Jonathan Clarke is one of the founding members of the co-op. With over 15 years experience working for co-operative development agencies, he says he joined the New Crofton Co-op Colliery because he was attracted by the idea of creating a Yorkshire equivalent of Mondragón Corporation, now the largest business group in the Basque Country.
“The whole project is inspired by Mondragón,” he explained. “It wouldn’t have happened if it weren’t for Mondragón. We haven’t got that industry of cohesion in the UK. That’s what’s driving us forward. It is about creating a fairer economy in the area. In reality, the coal mine is a red herring, it is the first part of a bigger project.” He added that the core aim of the project was to create a federation of co-operatives that would continue to exist after the mine closes.
Mr Clarke is in charge of the business side of the project. With a background in environmental science, he has been helping to develop social enterprises across the UK and is also currently involved in two community wind projects.
The co-op needs to raise £13m to open the mine, but Mr Clarke says finance is not an issue now that their planning application has been approved. He thinks financing a coal mine would not pose any risks to investors. “We are pretty confident we’ll get this sorted out,” he said. They are also considering offering the public the opportunity to invest in the mine through a community share issue.
Local communities in Crofton, Havercroft, Nostell and Wakefield will all benefit from the mine, says Mr Clarke. The project could generate around 50 jobs while 50% of profits will be re-invested in the community.
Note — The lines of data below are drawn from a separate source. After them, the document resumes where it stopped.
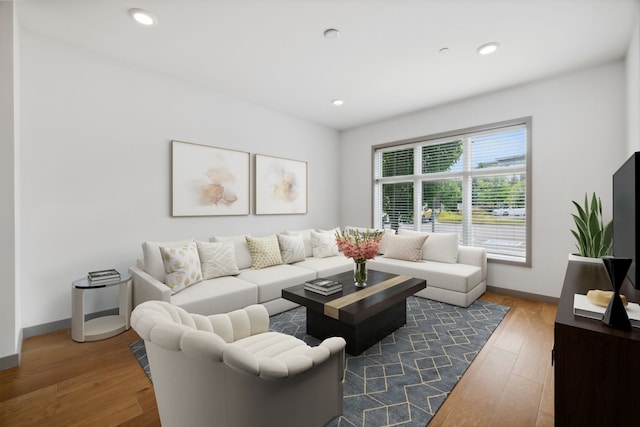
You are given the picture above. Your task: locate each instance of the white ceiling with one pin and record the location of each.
(385, 63)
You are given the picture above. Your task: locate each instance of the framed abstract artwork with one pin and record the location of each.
(280, 186)
(208, 180)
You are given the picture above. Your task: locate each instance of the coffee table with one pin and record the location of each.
(362, 316)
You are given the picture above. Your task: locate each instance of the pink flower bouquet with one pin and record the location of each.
(359, 246)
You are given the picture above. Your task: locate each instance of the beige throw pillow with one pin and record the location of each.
(408, 248)
(181, 266)
(265, 251)
(324, 244)
(441, 247)
(291, 248)
(217, 259)
(153, 264)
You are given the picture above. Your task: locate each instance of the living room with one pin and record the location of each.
(87, 170)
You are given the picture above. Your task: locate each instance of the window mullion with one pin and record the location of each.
(467, 205)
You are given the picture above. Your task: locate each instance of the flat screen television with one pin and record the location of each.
(625, 213)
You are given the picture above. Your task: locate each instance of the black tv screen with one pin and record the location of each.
(625, 211)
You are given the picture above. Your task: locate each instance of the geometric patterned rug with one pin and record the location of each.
(405, 378)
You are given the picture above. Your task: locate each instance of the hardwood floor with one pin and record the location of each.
(64, 383)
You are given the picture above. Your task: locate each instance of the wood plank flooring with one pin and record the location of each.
(64, 383)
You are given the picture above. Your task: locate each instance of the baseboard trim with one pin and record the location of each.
(45, 328)
(523, 295)
(12, 360)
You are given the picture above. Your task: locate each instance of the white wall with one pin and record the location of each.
(96, 167)
(578, 135)
(633, 92)
(9, 329)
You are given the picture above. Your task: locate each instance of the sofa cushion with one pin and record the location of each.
(243, 256)
(181, 266)
(442, 247)
(327, 266)
(217, 259)
(291, 248)
(265, 251)
(271, 281)
(406, 247)
(219, 295)
(306, 238)
(153, 264)
(324, 244)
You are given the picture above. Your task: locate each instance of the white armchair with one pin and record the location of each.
(229, 370)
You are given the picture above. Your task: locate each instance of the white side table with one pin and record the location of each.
(100, 327)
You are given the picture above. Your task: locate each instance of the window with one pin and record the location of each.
(474, 182)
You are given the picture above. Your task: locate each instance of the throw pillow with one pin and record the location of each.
(291, 248)
(441, 247)
(153, 259)
(243, 256)
(408, 248)
(306, 237)
(324, 244)
(217, 259)
(181, 266)
(265, 251)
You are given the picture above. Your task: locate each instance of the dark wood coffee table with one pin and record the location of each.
(362, 316)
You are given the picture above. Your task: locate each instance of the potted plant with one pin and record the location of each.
(594, 238)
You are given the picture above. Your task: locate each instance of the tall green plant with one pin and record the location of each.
(594, 239)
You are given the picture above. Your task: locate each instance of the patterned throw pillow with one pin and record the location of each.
(441, 247)
(324, 244)
(291, 248)
(408, 248)
(217, 259)
(265, 251)
(181, 266)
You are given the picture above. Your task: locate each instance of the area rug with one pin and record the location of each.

The main objective, he says, is to ensure that the money from the mine stays local.
“What we are trying to do is replicate Mondragón, using money from the mine over the next 20 years to invest in new co-ops and try to build a local co-operative economy. We believe in fairness, and are trying to create a fair model where people get a share.”
So far the public has been supportive of the project, particularly mining families who see this as an opportunity to secure jobs. Last year three public information events were organised, which attracted around 200 people from the local communities. Only one person spoke against the initiative.
Local MP for Hemsworth, John Trickett, welcomes the plan to create a co-operative coal mine – the first one of this kind in over two decades. He said: “It’s quite excellent that it’s going to be a worker co-op. It’s an excellent model, a model that has been there for a long time but has never been more relevant.”
But environmental concerns have been weighing on the minds of organisers. Coal is used to produce around 40% of the world’s electricity and the government is encouraging investment in new projects. However, according to Greenpeace, if these new coal plants are built, carbon emissions from coal are expected to rise 60% by 2030, undermining international efforts to tackle climate change.
“Coal is not the best environmentally friendly fuel to use, but it’s better for us Yorkshire people to use Yorkshire coal, rather than imported coal from other countries with much lower health and safety regulations,” added Jonathan Clarke.
Mr Trickett, who is also deputy chair of the Labour Party, added: “We want to move to a carbon-free economy but at the moment we’re burning coal mined all over the world rather than in Yorkshire. If we are going to burn coal we might as well use local resources.”
He explained that a full environmental impact assessment revealed that the site hosted around 65 species of birds, various reptiles and some rare fauna, but that these were going to be fully protected: “We need to be doing whatever we can to use renewables and allow communities to be part of this.”